View quote section here.

We asked Pundit aide-de-camp James Elmer to research a bit more on this quote:

The quote can be viewed/purchased here:

Lucile — (download entire book from Google Books)
By Owen Meredith, (Pen name), Edward Robert Bulwer Lytton
BookSurge Publishing, July 21, 2000
324 pagess

The entire section this quote is selected from:

We may live without poetry, music and art;
We may live without conscience, and live without heart;
We may live without friends; we may live without books;
But civilized man cannot live without cooks.
He may live without books, — what is knowledge but grieving?
He may live without hope, — what is hope but deceiving?
He may live without love, — what is passion but pining?
But where is the man that can live without dining?

Edward Robert Lytton Bulwer-Lytton, 1st Earl of Lytton (November 8, 1831 — November 24, 1891) was an English statesman and poet. He was secretary at different courts in Europe and Minister to Portugal and France. From 1876-1880, he served as Viceroy and Governor General of India and held this office during the Great Famine of 1876–78. Ironically, in the context of the quote we wish to use, some British and American historians argue that his uncompromising implementation of Britain’s trading policy is blamed for the severity of the famine, which killed up to 10 million people.

He was a son of novelists Edward Bulwer-Lytton, 1st Baron Lytton and Rosina Doyle Wheeler. He was educated at Harrow School and at the University of Bonn. At twenty-five years old, he published in London a volume of poems under the name of Owen Meredith. He went on to publish several other volumes under the same name. The most popular one is “Lucile”, a story in verse published in 1860.

Lucile was a verse novel. The poem is a narrative told in an anapaest meter. It was Meredith’s (Lytton’s) most popular work, achieving wide popularity in the 19th century, despite accusations of plagiarism involving elements of an 1831 George Sand novella, Lavinia. In the century following its initial publication, over 2000 editions were produced by nearly 100 publishers.

Many thanks to James for that input.
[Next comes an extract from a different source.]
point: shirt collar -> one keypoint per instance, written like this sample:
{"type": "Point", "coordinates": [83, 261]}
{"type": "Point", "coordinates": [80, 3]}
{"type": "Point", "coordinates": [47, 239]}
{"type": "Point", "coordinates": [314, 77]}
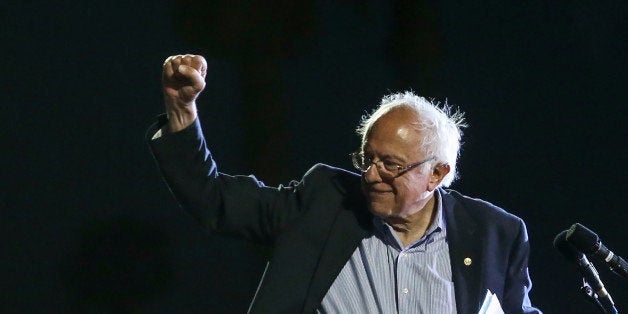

If we come upon truly difficult times, it will be of no small solace to those of us in this trade to realize that it is, indeed, true, “People have to eat” and things will have to get very bad indeed before total food consumption goes down.

Already, however, those in foodservice have seen consumers trading down both to less expensive restaurants and to eating at home. Some of the few big chains showing good results: Wal-Mart and McDonald’s.

And that is pretty much an accident. Not long ago, Wal-Mart tried to “upscale” its image with ads in Vogue and McDonald’s has tried to roll out upscale coffee bars in every store. Fortunately for these companies, none of these plans have worked so they didn’t lose their reputation for economy.

Thus they are well-positioned to thrive in a world where consumers can live without most things but still need to eat.